Anayasa bağlamında görüşmelerin yeniden başlamış olması aslında ilerleme kaydedilmesi açısından önemli teşebbüslerdi. Ancak anayasa taslağında Kürtler açısından olumlu bir sonuç alınacağı yönünde herhangi bir emareye rastlayamadık. 
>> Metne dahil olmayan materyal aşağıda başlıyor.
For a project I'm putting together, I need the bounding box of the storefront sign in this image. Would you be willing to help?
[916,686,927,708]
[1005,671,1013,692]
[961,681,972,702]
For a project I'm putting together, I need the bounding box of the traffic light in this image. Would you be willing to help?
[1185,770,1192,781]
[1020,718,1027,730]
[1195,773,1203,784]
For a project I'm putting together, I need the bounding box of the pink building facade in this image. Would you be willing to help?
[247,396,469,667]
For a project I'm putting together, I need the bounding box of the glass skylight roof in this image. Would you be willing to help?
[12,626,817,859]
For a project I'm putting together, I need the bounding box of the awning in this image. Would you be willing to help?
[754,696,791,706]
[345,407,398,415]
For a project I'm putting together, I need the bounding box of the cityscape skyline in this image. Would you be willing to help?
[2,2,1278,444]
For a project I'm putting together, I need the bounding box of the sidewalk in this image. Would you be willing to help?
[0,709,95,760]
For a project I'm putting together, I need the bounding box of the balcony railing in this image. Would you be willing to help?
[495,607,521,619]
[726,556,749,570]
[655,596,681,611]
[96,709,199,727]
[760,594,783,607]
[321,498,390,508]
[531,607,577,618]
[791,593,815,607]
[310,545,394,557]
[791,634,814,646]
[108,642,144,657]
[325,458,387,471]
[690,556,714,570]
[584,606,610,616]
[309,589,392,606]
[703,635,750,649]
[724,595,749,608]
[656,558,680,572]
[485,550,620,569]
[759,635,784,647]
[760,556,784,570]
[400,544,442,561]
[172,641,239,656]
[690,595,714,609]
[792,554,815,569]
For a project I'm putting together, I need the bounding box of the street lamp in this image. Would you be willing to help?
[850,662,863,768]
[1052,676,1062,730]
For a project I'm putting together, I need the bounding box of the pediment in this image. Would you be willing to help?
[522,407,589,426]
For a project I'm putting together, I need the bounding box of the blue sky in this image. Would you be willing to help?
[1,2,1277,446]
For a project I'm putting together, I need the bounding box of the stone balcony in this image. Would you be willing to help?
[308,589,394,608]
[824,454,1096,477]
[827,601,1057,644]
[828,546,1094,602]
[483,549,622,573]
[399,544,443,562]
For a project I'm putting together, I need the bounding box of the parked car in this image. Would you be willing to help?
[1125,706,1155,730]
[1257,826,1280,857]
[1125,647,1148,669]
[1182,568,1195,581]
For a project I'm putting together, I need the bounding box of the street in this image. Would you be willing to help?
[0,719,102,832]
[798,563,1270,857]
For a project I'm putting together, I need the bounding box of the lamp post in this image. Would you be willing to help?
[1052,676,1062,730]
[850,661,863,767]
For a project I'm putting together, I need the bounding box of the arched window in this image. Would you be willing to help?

Anayasa görüşmeleri bir kez daha başlasa da yakınlarda büyük bir değişim olacağını pek düşünmüyorum. Lakin Suriye’deki mevcut durumla ilgili farklı bir değişikliğin olduğu görülüyor. Daha önce Suriye’de rejim değişikliği için ısrarcı olan ve Esad’la katiyen görüşmek istemeyen bazı Batılı ülkeler son zamanlarda tutumlarını değiştirip daha ılımlı bir pozisyon almaya başladı. Mesela ABD, Suriye topraklarından Lübnan’a yakıt tedariki konusunda anlaşmaya vardı. Keza Ürdün bazı Suriyeli yöneticileri Amman’da kabul etmiş ve Kral II’nci Abdullah, Esad’la bir telefon konuşması yapmıştı. Bu ikili görüşmelerin ABD’nin onayı dâhilinde gerçekleştiği kanısındayım. 
 
Bölgedeki diğer ülkeler de (Birleşik Arap Emirlikleri, Suudi Arabistan, Mısır vb.) İran’ın etkisini sınırlamak için Suriye’yle ilişkileri onarma konusunda istekli gözüküyor. Diplomatik çıkmaza siyasi bir çözüm yolu bulmak Rusya’nın da çıkarınadır. Anayasa bağlamında görüşmelerin yeniden başlamış olması aslında ilerleme kaydedilmesi açısından önemli teşebbüslerdi. Ancak anayasa taslağında Kürtler açısından olumlu bir sonuç alınacağı yönünde herhangi bir emareye rastlayamadık. 
 
 İsrail’de yaşıyorsunuz ve dünyadaki gelişmeleri oradan takip ediyorsunuz. İsrail yönetimi acaba AANES konusunda ne düşünüyor? 
 
İsrail’in AANES veya herhangi bir Kürt dinamiğine karşı arı bir politikası olduğunu pek düşünmüyorum. Siyaseten istikrarsızlığın olduğu bir süreçten geçiyoruz ve mevcut hükümet daha çok kendi iç sorunlarına odaklanmış durumda. Ancak İsrail-Kürt münasebetlerinin gelişimi için ortada büyük bir potansiyel olduğunu düşünüyorum. Uzun süre topraksız insanlar olarak yaşayan Yahudilerin şu an sahip olduğu statü otonomi veya devlet sahibi olmak isteyen Kürt halkı için sempati uyandırabilir. İki halk da bölgedeki güçlerin ayrımcılığına uğradı. İsrail ve Kürtler arasında ilişki kurulmamasının en önemli sebeplerinden biri İsrail’in son yıllarda takındığı sağcı, aşırı milliyetçi tutumdur. Ümit ediyorum ki gelecekte ikili ilişkilerin yararlı olduğu ve halkları birbirine kaynaştırdığı gerçeğiyle yüzleşilecektir.